BMI vs Body Weight: Which Should You Measure?
When you’re starting a weight loss journey for better health, one of the keys to success is properly measuring your progress. The usual method of checking progress is by looking at the scales. The problem is, the scales don’t show you the entire picture of your weight loss progress.
There are different ways to measure body fat percentage, with the two most common ways being measuring your actual weight and calculating your body mass index (BMI). It’s important to know how to properly track your weight when you’re on a weight loss program so you can make adjustments as needed and reward yourself accordingly.
Body Mass Index (BMI)
BMI is an assessment of your body weight to your height. It's a little more complicated than that in terms of the formula that's used to calculate it. While it’s the quickest way of showing you the ratio between your weight and height, it has limitations. If you have a lot of muscle mass, that can make you appear to have a higher BMI. In other words, it could make you look like you're obese even if you’re not.
If you're doing a lot of weight training, your BMI can actually increase as your body fat decreases. Unless you’re going through a massive body-building program, measuring your BMI is a good way to track your progress if you’re doing a general weight loss program.
When it comes to weight, the scales are not a perfect way of measuring your progress. That’s because you can also lose weight as you lose muscles and gain fat. Muscle is actually heavier than fat.
As to how much weight loss is healthy, know that just 10% reduction in your body weight is going to produce enormous benefits because of the fact that this fat, especially abdominal fat, is actively producing things that are affecting our metabolic health.
Tracking your progress by checking your weight or calculating your BMI are acceptable measures of progress if you have started with either of these and you are doing a general weight loss program with resistance training.
However, the gold standard is body fat percentage and there are lots of different ways to measure it.
Tools to Measure Body Fat Percentage
Calipers are tools that pinch on your skin to separate the fat tissue from the muscle. They measure the fold of your skin to help you estimate the percentage of body fat. They are used on seven different locations of your body:
- Subscapula or the lower tip of your shoulder blade
- Midaxiallary site or the area below your armpit on the fifth rib
- Suprailiac site or the front of your hips
You then get the average of two to three measurements to estimate the total body fat percentage. Body fat percentage is a valuable way of measuring progress because this is what we need to focus on. If we are able to reduce the level of fat, then we are also getting metabolic benefits.
DEXA scan or commonly known as bone density scanning is actually used for osteoporosis, but it can also be used to get your body fat percentage. What’s great about DEXA scan is it tells you how fat is distributed in your body in addition to telling you how much body fat you have.
Hydrostatic weighing is based on Archimedes principle, which says that different densities will have a different buoyancy underwater. Fat may be more buoyant than muscle, so with hydrostatic weighing, they put you under water and weigh you under it.
When they weigh you under water, they can tell how much fat and how much muscle you have and from that they can tell the percentage of body fat you have. This is one of the most effective ways of measuring body fat, and it’s even more effective than DEXA scans.
Bioelectrical impedance analysis uses scales to measure the rate through which electrical signals travel throughout your body. This rate is used to calculate your body fat percentage.
When using bioelectrical impedance, you need to do it at the same time every day because the results can be influenced by several factors like your food or drink intake.

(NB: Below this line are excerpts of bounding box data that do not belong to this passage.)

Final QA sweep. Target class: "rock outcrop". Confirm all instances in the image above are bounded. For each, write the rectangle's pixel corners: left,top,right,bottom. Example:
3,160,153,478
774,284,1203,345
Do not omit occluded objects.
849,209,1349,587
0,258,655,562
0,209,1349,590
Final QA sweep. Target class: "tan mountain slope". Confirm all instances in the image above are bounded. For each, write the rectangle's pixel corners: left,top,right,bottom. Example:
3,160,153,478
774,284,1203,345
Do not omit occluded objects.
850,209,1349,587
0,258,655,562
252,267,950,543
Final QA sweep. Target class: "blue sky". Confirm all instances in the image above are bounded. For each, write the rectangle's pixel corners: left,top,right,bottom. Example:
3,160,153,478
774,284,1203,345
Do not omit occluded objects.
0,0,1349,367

Progress is Not Just About the Numbers
There are a lot of ways to measure progress, not just your weight or body fat percentage. Don't forget to add how you feel about how your life is improving. Is the emotional aspect of your life better because you are having more control over some of the emotional decisions that you're making when it comes to food? Are you learning more about your body, which can be counted as intellectual growth?
Here are other examples of ways to measure your weight loss progress that aren’t based on numbers:
- Pay attention to how you are feeling a week or two after getting off high glycemic foods that have been spiking your blood sugar a lot or quitting addictive foods like dairy and wheat. You can feel ill in the first two weeks, but then after that you will start getting a surge of energy. This is progress.
- If you are able to quit unhealthy food habits like eating junk foods when stressed, which you would normally succumb to prior to your weight loss program, then that is progress as well.
- Sometimes, when we've decided to embark on something that improves our lives in such a way that we feel connected to God more than we did before, that is an enormous improvement in our life and it can be another way of seeing progress.
Even if these don’t reflect in your BMI, your weight, or your body fat percentage, you can still count them as success. You can look at your progress from the different levels that I often talk about in my blogs: physical, emotional, intellectual, spiritual, and social. The five levels of resistance when starting a healthy diet plan are actually the same levels that you can examine if you want to assess your weight loss progress.
When we start assessing our weight loss progress from all these different levels, we can see success in lots of different ways. Eventually, if you're seeing success in those realms, it often duplicates itself into other parts of your life.